Faute d'être entendu, le bouillant militaire récidive. Il vient de lancer un cri dans la presse : ses moyens actuels, écrit-il, ne lui permettraient pas de défendre le pays plus d'une semaine si d'aventure la Suède devait être attaquée.
Le général Göranson pourrait faire école, car cet autre " modèle suédois " - celui de budgets militaires peau de chagrin - s'est tellement répandu en Europe que les secrétaires américains à la défense, de Robert Gates à Leon Panetta, ne cessent de déplorer ce qu'ils considèrent comme une automutilation de la part d'un continent sur le point de se priver des moyens stratégiques nécessaires pour préserver la petite part d'influence qui lui reste.

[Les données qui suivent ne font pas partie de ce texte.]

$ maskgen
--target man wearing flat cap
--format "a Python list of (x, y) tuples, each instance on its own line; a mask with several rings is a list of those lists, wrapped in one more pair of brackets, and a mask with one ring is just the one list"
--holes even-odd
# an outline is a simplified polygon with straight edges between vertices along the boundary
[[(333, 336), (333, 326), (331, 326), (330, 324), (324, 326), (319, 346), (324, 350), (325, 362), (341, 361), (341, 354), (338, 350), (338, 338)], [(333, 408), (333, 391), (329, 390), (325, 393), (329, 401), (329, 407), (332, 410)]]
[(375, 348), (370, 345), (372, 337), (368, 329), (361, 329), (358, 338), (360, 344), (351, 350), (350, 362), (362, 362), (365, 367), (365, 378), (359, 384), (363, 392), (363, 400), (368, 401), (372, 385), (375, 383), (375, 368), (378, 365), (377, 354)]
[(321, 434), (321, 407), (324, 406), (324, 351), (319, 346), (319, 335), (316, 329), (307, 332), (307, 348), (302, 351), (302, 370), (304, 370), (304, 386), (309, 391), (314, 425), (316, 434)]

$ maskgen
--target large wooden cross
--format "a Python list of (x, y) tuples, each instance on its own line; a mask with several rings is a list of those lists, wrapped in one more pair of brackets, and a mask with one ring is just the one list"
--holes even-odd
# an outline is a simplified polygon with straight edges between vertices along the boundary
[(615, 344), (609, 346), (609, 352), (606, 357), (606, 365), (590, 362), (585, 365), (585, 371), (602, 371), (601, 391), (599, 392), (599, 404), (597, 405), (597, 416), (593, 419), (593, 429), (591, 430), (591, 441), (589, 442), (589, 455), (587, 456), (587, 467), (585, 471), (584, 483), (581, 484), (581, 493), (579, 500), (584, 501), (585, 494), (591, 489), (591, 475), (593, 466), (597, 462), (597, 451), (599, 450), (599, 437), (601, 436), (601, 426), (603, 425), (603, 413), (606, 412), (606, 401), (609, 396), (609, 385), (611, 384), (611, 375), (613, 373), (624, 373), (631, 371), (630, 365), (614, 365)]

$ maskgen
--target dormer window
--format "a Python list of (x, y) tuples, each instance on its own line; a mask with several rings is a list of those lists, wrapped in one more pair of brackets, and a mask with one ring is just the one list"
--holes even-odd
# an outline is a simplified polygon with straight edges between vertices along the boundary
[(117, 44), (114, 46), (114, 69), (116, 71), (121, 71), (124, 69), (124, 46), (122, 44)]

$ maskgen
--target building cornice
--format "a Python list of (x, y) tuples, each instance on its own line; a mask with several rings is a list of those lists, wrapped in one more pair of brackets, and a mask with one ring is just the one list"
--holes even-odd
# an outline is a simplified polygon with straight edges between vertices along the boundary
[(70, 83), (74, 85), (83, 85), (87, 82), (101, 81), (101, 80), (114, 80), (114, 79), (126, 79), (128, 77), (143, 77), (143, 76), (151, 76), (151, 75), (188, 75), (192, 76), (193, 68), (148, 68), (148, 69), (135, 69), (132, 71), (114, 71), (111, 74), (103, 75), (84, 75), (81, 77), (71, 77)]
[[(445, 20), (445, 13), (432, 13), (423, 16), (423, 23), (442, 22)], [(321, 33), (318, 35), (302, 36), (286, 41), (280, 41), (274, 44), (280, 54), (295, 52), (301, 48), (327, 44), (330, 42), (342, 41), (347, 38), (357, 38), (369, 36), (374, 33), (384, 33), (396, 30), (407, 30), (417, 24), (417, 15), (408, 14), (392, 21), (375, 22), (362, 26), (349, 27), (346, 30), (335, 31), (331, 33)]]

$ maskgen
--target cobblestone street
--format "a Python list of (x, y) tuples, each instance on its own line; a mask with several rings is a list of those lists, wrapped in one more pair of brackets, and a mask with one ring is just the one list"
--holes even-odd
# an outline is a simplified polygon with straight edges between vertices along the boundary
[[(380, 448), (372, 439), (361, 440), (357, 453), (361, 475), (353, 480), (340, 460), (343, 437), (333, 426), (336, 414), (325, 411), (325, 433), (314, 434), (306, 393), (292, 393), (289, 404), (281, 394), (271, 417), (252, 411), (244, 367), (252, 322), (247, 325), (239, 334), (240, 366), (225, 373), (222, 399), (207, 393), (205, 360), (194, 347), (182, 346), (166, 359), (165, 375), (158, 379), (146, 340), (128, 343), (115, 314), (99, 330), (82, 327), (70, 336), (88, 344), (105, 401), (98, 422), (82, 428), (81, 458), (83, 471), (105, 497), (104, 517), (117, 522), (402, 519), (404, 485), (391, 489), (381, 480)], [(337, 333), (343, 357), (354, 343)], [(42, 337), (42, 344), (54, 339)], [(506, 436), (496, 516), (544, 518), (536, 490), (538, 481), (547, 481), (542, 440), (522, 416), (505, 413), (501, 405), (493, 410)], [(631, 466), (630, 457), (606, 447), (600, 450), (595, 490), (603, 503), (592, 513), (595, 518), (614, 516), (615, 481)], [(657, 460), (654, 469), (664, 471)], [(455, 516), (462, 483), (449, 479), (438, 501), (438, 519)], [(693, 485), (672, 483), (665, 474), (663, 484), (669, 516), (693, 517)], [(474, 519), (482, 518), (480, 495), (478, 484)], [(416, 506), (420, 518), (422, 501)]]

L'Europe de la défense n'existe pas, faut-il se résigner au fait que la défense en Europe n'existe plus ? De Londres à Rome et à Madrid en passant par Berlin et Paris (les autres pays ne comptent guère en termes de capacités militaires à part la Pologne), le rabot de la rigueur fait son oeuvre. En ces temps d'incertitude stratégique, l'Europe désarme.
L'ancienne secrétaire d'Etat américaine Madeleine Albright avait fixé, dans un rapport publié en 2010, à 2 % du produit intérieur brut le seuil au-dessous duquel les pays membres de l'OTAN seraient avisés de ne pas aller, sous peine de compromettre un niveau de sécurité commune crédible.
C'est peu dire qu'elle n'a pas été entendue. En 2012, face aux Etats-Unis, qui concentrent 46 % des dépenses militaires mondiales, et alors que la Chine et la Russie investissaient massivement, l'Italie était à 0,84 %, l'Espagne à 0,65 % et la France à 1,7 %. Seul le Royaume-Uni remplissait sa part du contrat.
L'enjeu est pourtant stratégique à un autre titre, qu'a rappelé le rapport remis par l'ancien ministre des affaires étrangères Hubert Védrine à François Hollande en novembre 2012. A ce rythme, il est en effet plus que probable que les industriels européens de la défense disparaîtront définitivement des appels d'offres des pays émergents, comme ce fut le cas dans ce qui apparaîtra vite comme une butte témoin du passé pour les avionneurs suédois et français au Brésil.
Cette spirale d'attrition ne pourra qu'emporter les industries de la défense du Vieux Continent et placer définitivement les Européens dans l'orbite d'un complexe américain sans doute avide de compenser au-delà de ses frontières les coupes budgétaires qu'il doit également subir chez lui. La baisse des budgets de la défense ignore les retombées civiles du militaire ; elle accélère la désindustrialisation que l'on prétend combattre.
Perte d'influence, d'emplois et d'autonomie, c'est à ces autres aunes que les coupes budgétaires dans la défense doivent également être examinées. Quitte à passer pour d'éternels râleurs, les généraux ont raison : alors que le Sud émergent réarme à grande vitesse, l'Europe va trop loin dans les coupes dans la défense. Elle risque de sortir de l'Histoire.